Evan McMullin is running for president as an anti-Trump independent candidate. Who the hell is Evan McMullin? Well, he’s a Republican who gave a TED Talk once. That’s about all we know. McKay Coppins at BuzzFeed writes:
He has never held elective office before and has spent most of his career as a CIA officer, according to his LinkedIn page. Young and unmarried, McMullin received an MBA at Wharton in 2011, and after a stint at Goldman Sachs, went to work as a policy wonk on Capitol Hill.
Unlike National Review writer David French, another conservative courted by anti-Trump Republicans to launch a long-shot third-party bid, McMullin has virtually no public profile. He doesn’t appear regularly on television, and has just 135 followers on Twitter. His most recent high-profile appearance seems to have been a TEDx talk about genocide he gave at London Business School in April. He also delivered a speech in May about the future of the Republican Party.
McMullin won’t be able to make it on the ballot in many states, but operatives hope he’ll move the needle, especially, in Utah. (McMullin is a Brigham Young University graduate, and polling indicates that Mormons are very uncomfortable with Trump.) He can’t win the electoral college because he’s missed so many state filing deadlines, but McMullin at least represents a mainstream Republican for anti-Trump mainstream Republicans to vote for.
Let’s take a look at McMullin’s campaign website to see where he stands on the economy. His economic plan is made up of four sentences. First sentence: “America should be the best place in the world for innovation, entrepreneurship and opportunity.” Okay! We agree. Next sentence: “We must reform a system that too often benefits the politically connected and the corporate elite, while leaving too many Americans behind.” Also true. Economic inequality is out of control. We’re halfway through the statement and we’re in total agreement!
So what’s next? “Our tax code should be lean, simple and encourage investment here at home.” Hmmm. See, on the surface, we agree with being simple and encouraging investment at home, but the proposition of a simple tax code from a Republican-identifying candidate often results in tax breaks for the wealthy (and since McMullin worked at Goldman Sachs, it seems pretty easy to predict where his loyalties would lie.) So I agree with some of the spirit of that sentence, but I disagree with what I believe to be the sentiment behind it. And then, this: “Government regulations should be reduced to foster a dynamic economy.” Ugh. Another Republican who blames regulations for murdering growth. It’s just not true. It doesn’t happen. Regulations create jobs.

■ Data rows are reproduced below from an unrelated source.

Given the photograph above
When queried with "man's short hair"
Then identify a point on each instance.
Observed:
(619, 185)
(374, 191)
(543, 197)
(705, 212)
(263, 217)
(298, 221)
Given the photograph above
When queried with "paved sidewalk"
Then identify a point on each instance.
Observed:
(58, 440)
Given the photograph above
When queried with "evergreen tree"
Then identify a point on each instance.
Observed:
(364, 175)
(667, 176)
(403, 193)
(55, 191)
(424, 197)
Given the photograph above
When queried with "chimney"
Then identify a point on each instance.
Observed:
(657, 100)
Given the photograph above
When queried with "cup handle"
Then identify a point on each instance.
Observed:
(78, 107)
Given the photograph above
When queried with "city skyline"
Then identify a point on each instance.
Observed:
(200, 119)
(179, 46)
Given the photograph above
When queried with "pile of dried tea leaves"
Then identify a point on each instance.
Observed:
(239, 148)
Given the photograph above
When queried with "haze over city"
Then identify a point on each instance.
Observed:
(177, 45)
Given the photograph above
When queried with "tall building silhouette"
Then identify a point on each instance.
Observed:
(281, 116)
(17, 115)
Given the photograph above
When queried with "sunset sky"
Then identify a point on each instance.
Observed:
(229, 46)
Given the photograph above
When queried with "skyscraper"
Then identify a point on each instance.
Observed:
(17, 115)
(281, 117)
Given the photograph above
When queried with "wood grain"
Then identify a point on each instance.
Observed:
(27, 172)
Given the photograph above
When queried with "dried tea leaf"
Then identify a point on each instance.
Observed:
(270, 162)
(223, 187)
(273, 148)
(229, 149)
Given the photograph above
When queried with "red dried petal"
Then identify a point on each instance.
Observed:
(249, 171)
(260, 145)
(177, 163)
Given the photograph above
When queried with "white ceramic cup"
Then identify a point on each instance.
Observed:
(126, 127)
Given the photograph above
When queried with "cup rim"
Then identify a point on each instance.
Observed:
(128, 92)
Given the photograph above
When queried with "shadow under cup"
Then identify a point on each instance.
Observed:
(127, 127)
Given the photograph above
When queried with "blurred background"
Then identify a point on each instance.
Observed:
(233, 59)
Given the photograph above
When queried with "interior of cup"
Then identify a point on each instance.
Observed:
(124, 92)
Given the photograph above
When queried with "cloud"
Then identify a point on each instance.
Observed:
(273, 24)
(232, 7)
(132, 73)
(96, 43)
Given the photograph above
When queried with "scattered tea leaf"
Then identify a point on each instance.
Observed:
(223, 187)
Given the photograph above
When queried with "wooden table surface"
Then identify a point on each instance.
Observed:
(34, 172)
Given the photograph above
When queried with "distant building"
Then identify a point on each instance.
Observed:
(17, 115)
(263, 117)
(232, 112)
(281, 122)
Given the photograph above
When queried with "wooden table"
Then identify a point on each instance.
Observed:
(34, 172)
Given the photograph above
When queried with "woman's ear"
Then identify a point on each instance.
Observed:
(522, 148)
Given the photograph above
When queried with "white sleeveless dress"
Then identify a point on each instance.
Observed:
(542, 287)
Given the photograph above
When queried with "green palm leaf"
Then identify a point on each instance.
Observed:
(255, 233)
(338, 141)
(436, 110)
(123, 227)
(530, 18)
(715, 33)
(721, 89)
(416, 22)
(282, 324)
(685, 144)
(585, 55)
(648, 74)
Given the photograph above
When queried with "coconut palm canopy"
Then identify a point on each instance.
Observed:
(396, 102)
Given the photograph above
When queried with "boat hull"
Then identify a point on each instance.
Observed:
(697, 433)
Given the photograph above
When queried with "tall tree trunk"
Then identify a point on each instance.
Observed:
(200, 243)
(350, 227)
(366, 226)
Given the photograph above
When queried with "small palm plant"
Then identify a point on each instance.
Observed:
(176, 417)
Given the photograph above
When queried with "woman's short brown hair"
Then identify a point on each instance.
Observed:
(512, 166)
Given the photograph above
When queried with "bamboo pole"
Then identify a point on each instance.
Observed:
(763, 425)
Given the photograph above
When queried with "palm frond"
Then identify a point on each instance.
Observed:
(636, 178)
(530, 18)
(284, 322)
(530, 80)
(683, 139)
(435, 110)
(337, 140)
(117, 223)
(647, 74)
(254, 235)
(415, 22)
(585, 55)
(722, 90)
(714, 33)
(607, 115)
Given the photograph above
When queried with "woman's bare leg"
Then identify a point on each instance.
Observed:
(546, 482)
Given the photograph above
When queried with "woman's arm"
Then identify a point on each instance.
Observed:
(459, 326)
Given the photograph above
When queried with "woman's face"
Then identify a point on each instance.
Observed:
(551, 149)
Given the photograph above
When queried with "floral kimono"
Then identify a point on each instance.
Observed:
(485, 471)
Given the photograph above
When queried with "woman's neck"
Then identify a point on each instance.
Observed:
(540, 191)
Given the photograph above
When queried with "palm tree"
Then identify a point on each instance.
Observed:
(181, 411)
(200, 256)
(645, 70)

So I was looking at McMullin’s economic plan—what little there is of it—at the same time that the internet was reacting to Donald Trump’s economic speech. And barring some of his signature bombastic rhetoric on trade—somehow, China is going to rain down money on the US because Trump is good at deals, I guess—Trump’s economic plan is the same trickle-down baloney that Mitt Romney served. It’s basically the same as John McCain’s plan, which was the same as George W. Bush’s plan.
What Trump is demanding is the usual conservative boilerplate: tax cuts for the rich and deregulation for the powerful. He’s calling for a moratorium on financial regulations and a repeal of the estate tax, which would of course directly benefit all Trump’s children. And in case you worry about those conservative threats that the so-called “death tax” will mean your children won’t receive their inheritance after you pass away, Bloomberg makes it very clear that currently the estate tax “applies only to estates larger than $5.45 million for individuals and $10.9 million for couples.” So we’re not talking about modest one-bedroom homes being seized by Uncle Sam, here.
The most remarkable thing about Trump’s economic plan, to me, is how conventional it is: promises of cutting taxes for small business sound like Mitt Romney’s small business plan, which actually benefitted large corporations at the expense of small business. Promises to help the middle and working classes grow are supposedly spurred by tax cuts for the rich and deregulation for big business. For a candidate as aggressively un-mainstream as Trump, this is a boring, mainstream Republican plan—the same philosophy that guided George W. Bush until his bad policies exploded the economy in 2008. I’m willing to bet that when we hear more specifics from McMullin’s economic plan, in fact, we’ll learn that he and Trump are pushing roughly the exact same policy. Some independent candidate he turned out to be.